Search code examples
rpostgresqldplyrsmoothingdbplyr

Algorithm in R to smooth out a vector while retaining rank order


I need to write a function that can smooth a vector without losing the original rank order of the vector's values. What I've come up with is the following:

#1 Sort all values of vector in ascending order
#2 for the kth value in vector s_k in the ordered list, collect the list of 2N+1 values in the window of values between [s_{k-N}, s_{k+N}]
#3 by definition, s_k is the median of the values in that window
#4 replace s_k with the mean of value in that same window for all values of k

Ideally, I'd like to be able to write a function that relies on dbplyr as I'm working with remote data but this is not absolutely necessary as I can break the data out in chunks so base R is OK too. Similarly, this could also be all postgressql code or paritial sql partial dbplyr and it would be just the same but there are a few requirements. I need to be able to parameterize N and i need to be able to feed the function a list of dataframes or set of tables(if in a database) to loop through (in R this is simple, a function with a single parameter for N inside a lapply wrapper).

Here's what I got thus far for N=3:

#Example Data
s <- rnorm(1000, mean=50, sd=10)
test.in <- as.data.frame(s)
test.in$id <- 1:length(s)

#Non parameterized attempt 
test.out <- test.in %>%
  rename(s = union_v_corporate_candidate) %>%
  mutate(lag_k_3 = lag(s, 3), 
         lead_k_3 = lead(s, 3),
         lag_k_2 = lag(s, 2), 
         lead_k_2 = lead(s, 2),
         lag_k_1 = lag(s, 1), 
         lead_k_1 = lead(s, 1)) %>%
  mutate(window_mean = (lag_k_3 + lead_k_3 + lag_k_2 + lead_k_2 + lag_k_1 + lead_k_1 + s)/7) %>%
  select(id, s, window_mean)

The problem with the logic of above approach is that I wont be able parameterize N as each additional N value would require two additional mutate clauses.


Solution

  • What you are looking for is called Window Frames in SQL. I am referencing from this and this link. In SQL such a command might look like:

    SELECT Col1
        ,Col2
        ,SUM(Col2) OVER(ORDER BY Col1 ROWS BETWEEN N PRECEDING AND N FOLLOWING) AS window_sum
    FROM db.table
    

    Where N is the parameter of how many rows forward and back from the present row to look. So the command above produces the 2N+1 row moving sum.

    In dbplyr this functionality is provided by window_order and window_frame. Official reference here and an alternative here.

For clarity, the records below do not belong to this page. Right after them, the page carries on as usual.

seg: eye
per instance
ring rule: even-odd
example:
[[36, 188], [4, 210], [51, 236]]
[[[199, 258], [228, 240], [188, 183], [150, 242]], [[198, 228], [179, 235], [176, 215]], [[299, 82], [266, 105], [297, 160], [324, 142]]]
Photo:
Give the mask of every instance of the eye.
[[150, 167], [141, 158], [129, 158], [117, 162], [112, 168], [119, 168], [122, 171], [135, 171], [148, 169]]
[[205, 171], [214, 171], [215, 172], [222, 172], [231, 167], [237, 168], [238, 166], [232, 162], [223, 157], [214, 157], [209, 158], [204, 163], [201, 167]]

    Based on their examples, you probably want something like the following:

    N = 3
    
    test_out = test_in %>%
      group_by(id) %>% # find the moving mean for each group separately
      window_order(s) %>% # how should your data be sorted (think 'arrange') often date
      window_frame(-N, N) %>% # set width of window
      mutate(window_mean = mean(s))
    
    # check SQL produced
    sql_build(test_out)
    # or
    show_query(test_out)
    

    I strongly recommend you check the resulting SQL to ensure your R code is doing what you think it is.